There are three ways to freeze sage. First wash the leaves and remove them from the stem, then pat dry with kitchen paper.

  • Place whole leaves on a tray and place the tray in the freezer. After freezing, place all of the leaves in a freezer bag and store in the freezer until needed.
  • Fill the ice cube tray with finely chopped sage. Fill the trays with water and freeze. Once frozen, take the sage ice cubes out of their trays and store them in a tub or bag in the freezer until ready to use. Add these to sauces, casseroles, stews, and more.
  • Fill ice cube trays with finely chopped sage, top up with oil of your choice and freeze. When frozen, the sage oil cubes can be stored in a tub or bag in the freezer. Use in sage butter or similar to sage ice cubes.

Sage stored at room temperature without hydration will wither and spoil quickly if not used immediately.

Sage dry dry

Washed and dried sageOnce washed and patted dry, fresh sage can be dried, frozen, or used. Source: self-made

Sage leaves dry well for long-term storage and retain their good taste for up to a year. Once the leaves are dry, store them whole or crumbled in glass containers with airtight closures and put them in a dark and cool place. Depending on how quickly you want to use the herbs, you can try different drying methods.
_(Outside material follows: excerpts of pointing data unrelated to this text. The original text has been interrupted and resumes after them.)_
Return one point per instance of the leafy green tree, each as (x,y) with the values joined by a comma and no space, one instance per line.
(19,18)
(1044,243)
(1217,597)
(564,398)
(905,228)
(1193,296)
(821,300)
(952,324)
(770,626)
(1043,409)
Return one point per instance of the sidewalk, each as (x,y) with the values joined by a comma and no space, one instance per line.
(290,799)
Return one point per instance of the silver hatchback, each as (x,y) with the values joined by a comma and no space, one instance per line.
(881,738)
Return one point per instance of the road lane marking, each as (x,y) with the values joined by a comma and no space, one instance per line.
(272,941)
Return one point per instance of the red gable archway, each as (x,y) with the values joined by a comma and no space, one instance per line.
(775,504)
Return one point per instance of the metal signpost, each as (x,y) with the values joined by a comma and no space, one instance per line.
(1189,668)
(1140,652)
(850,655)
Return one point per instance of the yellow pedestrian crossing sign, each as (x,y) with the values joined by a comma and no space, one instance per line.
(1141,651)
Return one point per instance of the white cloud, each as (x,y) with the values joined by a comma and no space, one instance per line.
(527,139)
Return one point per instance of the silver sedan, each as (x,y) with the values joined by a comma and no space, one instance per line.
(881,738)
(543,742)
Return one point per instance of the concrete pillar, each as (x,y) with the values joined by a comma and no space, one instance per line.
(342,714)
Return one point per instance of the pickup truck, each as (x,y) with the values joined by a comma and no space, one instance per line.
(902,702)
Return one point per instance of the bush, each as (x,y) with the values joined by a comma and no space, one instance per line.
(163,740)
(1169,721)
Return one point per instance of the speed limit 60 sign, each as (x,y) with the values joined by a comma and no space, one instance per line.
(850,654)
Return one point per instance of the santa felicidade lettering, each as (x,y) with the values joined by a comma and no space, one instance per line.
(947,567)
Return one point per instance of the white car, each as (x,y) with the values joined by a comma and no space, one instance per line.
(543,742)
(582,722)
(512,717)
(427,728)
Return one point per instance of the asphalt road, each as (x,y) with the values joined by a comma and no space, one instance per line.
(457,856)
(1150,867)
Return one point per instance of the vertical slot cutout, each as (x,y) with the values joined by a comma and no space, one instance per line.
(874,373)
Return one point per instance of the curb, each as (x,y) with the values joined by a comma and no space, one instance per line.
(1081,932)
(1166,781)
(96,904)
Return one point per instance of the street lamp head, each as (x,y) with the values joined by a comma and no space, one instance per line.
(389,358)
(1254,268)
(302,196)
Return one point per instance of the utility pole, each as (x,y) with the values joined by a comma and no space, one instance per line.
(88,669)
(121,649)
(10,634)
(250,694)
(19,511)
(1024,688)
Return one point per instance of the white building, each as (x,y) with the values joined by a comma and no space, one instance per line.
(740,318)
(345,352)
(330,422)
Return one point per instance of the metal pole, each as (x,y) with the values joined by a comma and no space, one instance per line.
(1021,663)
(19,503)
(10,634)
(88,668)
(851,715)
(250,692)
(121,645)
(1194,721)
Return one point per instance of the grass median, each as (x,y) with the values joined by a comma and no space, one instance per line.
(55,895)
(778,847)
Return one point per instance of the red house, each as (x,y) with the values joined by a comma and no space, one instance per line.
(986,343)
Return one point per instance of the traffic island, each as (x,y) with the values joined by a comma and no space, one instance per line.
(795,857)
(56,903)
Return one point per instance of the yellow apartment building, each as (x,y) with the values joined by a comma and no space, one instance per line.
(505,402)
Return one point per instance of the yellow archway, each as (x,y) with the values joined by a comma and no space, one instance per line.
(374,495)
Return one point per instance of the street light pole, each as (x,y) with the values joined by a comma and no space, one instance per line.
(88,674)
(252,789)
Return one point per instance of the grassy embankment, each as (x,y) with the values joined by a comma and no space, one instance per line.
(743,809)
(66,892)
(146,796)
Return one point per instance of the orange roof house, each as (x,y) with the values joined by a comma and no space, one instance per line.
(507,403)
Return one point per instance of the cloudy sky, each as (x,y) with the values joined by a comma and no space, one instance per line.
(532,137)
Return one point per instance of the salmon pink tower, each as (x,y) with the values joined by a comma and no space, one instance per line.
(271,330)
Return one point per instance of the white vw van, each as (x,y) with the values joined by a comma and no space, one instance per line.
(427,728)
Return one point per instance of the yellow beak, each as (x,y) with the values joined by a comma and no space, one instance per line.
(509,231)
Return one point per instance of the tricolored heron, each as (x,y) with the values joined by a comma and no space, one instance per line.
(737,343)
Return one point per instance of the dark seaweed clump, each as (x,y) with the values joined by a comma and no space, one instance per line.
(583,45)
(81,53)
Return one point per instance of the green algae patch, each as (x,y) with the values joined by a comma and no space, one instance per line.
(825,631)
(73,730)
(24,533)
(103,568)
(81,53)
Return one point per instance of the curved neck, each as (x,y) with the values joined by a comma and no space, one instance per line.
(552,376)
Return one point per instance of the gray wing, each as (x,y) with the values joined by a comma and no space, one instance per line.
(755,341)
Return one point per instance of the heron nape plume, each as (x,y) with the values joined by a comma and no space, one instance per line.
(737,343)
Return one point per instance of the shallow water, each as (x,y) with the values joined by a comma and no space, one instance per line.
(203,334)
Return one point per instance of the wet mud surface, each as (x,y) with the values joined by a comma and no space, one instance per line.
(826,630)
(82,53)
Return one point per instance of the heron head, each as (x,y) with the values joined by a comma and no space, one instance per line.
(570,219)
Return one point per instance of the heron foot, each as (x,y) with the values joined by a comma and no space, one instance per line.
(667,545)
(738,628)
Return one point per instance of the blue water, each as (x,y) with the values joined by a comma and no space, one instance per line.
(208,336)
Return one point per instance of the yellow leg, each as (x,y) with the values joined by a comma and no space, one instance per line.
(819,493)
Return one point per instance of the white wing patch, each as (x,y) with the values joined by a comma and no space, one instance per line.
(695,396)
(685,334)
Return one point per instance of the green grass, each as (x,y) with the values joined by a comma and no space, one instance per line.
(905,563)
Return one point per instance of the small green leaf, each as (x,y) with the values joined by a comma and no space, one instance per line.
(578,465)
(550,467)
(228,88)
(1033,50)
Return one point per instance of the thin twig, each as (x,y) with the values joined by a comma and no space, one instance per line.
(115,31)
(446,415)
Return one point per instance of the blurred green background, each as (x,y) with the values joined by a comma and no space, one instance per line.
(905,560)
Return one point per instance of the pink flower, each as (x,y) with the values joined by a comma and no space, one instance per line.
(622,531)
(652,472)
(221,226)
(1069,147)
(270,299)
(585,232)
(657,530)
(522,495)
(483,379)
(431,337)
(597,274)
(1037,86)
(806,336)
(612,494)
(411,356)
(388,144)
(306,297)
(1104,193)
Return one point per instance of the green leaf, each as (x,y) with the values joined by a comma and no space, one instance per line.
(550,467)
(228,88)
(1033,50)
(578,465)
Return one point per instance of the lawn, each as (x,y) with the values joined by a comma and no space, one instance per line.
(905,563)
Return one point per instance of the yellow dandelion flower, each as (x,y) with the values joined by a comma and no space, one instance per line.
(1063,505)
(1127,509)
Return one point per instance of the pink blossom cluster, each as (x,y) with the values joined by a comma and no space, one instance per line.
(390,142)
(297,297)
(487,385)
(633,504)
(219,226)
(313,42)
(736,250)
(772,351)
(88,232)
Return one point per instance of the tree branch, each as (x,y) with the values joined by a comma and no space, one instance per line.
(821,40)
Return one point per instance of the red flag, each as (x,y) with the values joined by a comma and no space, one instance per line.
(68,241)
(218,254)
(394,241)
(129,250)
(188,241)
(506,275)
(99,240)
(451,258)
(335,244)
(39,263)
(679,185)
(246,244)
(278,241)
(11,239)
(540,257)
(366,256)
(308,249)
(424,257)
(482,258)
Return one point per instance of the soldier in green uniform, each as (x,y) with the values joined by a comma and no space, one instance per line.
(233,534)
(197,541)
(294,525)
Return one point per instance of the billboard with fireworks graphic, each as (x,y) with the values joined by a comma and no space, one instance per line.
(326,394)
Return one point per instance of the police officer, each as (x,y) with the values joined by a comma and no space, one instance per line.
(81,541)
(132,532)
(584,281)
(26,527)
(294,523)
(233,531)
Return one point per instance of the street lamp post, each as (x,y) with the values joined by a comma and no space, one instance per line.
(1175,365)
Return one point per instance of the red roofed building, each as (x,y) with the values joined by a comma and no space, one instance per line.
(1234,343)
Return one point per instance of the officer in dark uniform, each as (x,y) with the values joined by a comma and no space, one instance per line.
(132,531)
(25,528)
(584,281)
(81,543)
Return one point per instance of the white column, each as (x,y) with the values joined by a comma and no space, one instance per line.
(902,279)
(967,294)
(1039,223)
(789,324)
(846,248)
Sage has a medium to high water content, which causes some leaves to dry unevenly. This creates places where mold can form during storage. For all of the methods described below, gently wash the leaves under cold water and shake off the excess.

Hang up to dry: Tie small bundles of sage with string and hang upside down to dry in a cool, dark, well-ventilated place. They'll feel crispy when they're ready to be stored. If you don't have a dark place to hang them, lightly drape a clean paper bag over the bundles. This will prevent dust and light from damaging or staining the leaves. When completely dry, remove the leaves from the stems, crumble to taste and store in an airtight container. Any leaves that don't feel completely dry can be quickly oven dried (see method below) to remove excess moisture.

Flat air drying: Remove the leaves from the stems and distribute them evenly on a raised wire or grid that allows good air circulation. Place another tray on top or cover it with a light, clean cotton cloth or paper to prevent dust and dirt from settling on the leaves. When dry, store whole or crumble in an airtight glass.

Drainage: In addition to drying tomatoes, berries, and other fruits and vegetables, dehydrators can be used to preserve the sage plant. Place the leaves evenly on flat drying trays. Place in the dehydrator and set the time and temperature according to the manufacturer's instructions. After drying, store in an airtight container as described above.

Oven drying: This is a great way to dry herbs in under an hour. The only downside is that the drying speed can reduce the aroma and taste. Remove the leaves from the stems and spread them evenly on a baking sheet. Turn the oven on to the lowest setting, place the tray in the middle of the oven and close the door until it is only a crack. This allows the moisture from the leaves to escape from the oven. Different herbs take different times to dry, so keep an eye on the leaves as they can burn quickly. Once the leaves have reached a crispy consistency, they can be stored.

frequently asked Questions

Q: How do you harvest sage without killing the plant?

A: 1 Do not try to harvest from young plants in the first year and never try to cut into old wood.

Q: How do you know when sage is ready to harvest?

A: Sage plants are ready to harvest when they are at least a year old and have plenty of healthy new growth. For best taste, harvest the leaves in spring and summer before the plant flowers.